Intensité et fréquence adaptées après 65 ans : paramètres de prescription

Les recommandations internationales convergent vers un minimum de 150 minutes d’activité d’intensité modérée par semaine, réparties sur plusieurs jours. Pour les personnes âgées, nous ajoutons systématiquement deux séances hebdomadaires de renforcement musculaire ciblant les grands groupes.

L’intensité modérée se définit en pratique par la capacité à parler pendant l’effort sans pouvoir chanter. Ce repère simple reste plus fiable que la fréquence cardiaque cible chez des patients sous bêtabloquants ou présentant une dysautonomie.

Les modalités concrètes varient selon le profil fonctionnel :

  • Pour un senior autonome sans antécédent de chute : marche rapide, vélo d’appartement, natation, combinés à des exercices d’équilibre sur surface instable deux fois par semaine
  • Pour un senior avec antécédent de chute ou peur de tomber : programme d’APA supervisé par un professionnel formé, avec progression très graduelle de la difficulté des exercices d’équilibre
  • Pour un résident en EHPAD ou une personne à mobilité très réduite : exercices sur chaise, levers répétés, travail de préhension et transferts, avec un objectif de maintien plutôt que de gain fonctionnel

Un point souvent négligé : la régularité prime sur le volume. Une donnée relayée par National Geographic et des travaux récents suggère que concentrer l’activité sur un ou deux jours par semaine produit des bénéfices comparables à une répartition quotidienne, à volume total égal. Cette information est précieuse pour les seniors dont l’agenda médical ou la fatigabilité limitent la fréquence des séances.

Activité physique adaptée et prescription médicale : le cadre du sport sur ordonnance

Depuis la loi de 2016, les médecins traitants peuvent prescrire de l’APA aux patients atteints d’affection de longue durée. Le dispositif « sport sur ordonnance » a été élargi et plusieurs collectivités proposent désormais une prise en charge financière partielle des séances.

En pratique, la prescription reste sous-utilisée. Les freins identifiés sont multiples : méconnaissance du dispositif par les médecins, absence de répertoire centralisé des structures d’APA, et coût résiduel pour le patient. Les Maisons Sport-Santé, déployées sur le territoire, visent à simplifier l’orientation, mais leur maillage reste inégal.

Homme âgé marchant avec des bâtons de marche nordique sur un front de mer, illustrant les bienfaits de l'activité physique régulière pour la mobilité des seniors

La prescription doit préciser le type d’exercice, l’intensité cible, la fréquence et les contre-indications spécifiques. Un simple « activité physique régulière » sur l’ordonnance ne permet pas à l’enseignant en APA d’adapter le programme. Nous recommandons d’utiliser les fiches du référentiel HAS par pathologie, qui détaillent les modalités pour chaque profil.

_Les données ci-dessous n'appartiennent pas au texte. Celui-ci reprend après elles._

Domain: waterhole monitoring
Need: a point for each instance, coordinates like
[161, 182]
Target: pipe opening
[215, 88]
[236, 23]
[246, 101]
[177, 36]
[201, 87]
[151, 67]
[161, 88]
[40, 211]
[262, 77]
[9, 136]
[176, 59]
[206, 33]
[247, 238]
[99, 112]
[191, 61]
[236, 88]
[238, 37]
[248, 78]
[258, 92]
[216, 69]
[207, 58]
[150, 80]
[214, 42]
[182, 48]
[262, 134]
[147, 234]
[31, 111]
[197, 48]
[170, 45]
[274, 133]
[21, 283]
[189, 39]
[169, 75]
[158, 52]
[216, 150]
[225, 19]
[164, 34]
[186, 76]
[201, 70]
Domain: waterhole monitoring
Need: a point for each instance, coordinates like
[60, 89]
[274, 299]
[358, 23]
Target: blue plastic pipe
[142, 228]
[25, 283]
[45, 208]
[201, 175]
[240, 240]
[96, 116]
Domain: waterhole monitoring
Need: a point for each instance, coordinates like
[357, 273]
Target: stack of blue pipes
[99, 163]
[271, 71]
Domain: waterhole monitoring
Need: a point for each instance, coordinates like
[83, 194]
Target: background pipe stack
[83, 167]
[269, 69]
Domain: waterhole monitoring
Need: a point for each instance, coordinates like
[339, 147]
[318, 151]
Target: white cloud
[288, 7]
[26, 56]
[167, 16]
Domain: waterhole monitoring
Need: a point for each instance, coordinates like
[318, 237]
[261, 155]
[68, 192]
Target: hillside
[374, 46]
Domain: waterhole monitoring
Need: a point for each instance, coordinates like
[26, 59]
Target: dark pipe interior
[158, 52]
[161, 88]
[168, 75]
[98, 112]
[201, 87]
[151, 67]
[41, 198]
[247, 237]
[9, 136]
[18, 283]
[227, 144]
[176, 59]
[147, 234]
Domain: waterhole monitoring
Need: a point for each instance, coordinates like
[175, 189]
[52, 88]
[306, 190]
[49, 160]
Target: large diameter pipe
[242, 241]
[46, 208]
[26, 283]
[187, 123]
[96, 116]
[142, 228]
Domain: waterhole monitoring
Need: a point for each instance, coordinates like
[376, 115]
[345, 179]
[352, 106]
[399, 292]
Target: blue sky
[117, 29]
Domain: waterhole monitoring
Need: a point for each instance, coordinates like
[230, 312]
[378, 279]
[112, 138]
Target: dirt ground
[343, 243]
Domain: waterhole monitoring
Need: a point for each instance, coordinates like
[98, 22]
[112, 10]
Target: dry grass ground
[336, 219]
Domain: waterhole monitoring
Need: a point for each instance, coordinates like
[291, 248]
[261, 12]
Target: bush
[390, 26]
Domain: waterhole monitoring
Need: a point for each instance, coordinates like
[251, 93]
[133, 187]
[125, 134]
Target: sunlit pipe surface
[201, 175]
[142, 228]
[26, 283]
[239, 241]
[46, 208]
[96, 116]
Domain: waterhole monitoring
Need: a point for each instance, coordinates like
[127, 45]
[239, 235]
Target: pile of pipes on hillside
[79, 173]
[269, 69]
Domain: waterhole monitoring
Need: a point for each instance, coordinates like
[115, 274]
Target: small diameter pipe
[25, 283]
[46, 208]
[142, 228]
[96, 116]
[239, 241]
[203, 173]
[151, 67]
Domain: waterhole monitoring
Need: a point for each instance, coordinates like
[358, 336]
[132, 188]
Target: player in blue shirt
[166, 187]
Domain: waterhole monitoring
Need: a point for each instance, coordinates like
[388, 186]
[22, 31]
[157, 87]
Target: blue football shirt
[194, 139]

  • Mentionner explicitement les limitations articulaires, cardiaques ou neurologiques
  • Préciser si le patient présente un risque de chute élevé (score au Timed Up and Go, antécédents)
  • Indiquer l’objectif fonctionnel visé : maintien de la marche autonome, reprise des escaliers, réduction de la douleur

L’activité physique régulière ne se résume pas à bouger davantage. Chez la personne âgée, c’est un acte de soin structuré, dosé, et qui nécessite un suivi. Le bénéfice sur la mobilité n’apparaît qu’au-delà d’un seuil de pratique cumulée, ce qui implique un engagement dans la durée, bien au-delà d’un cycle de quelques semaines.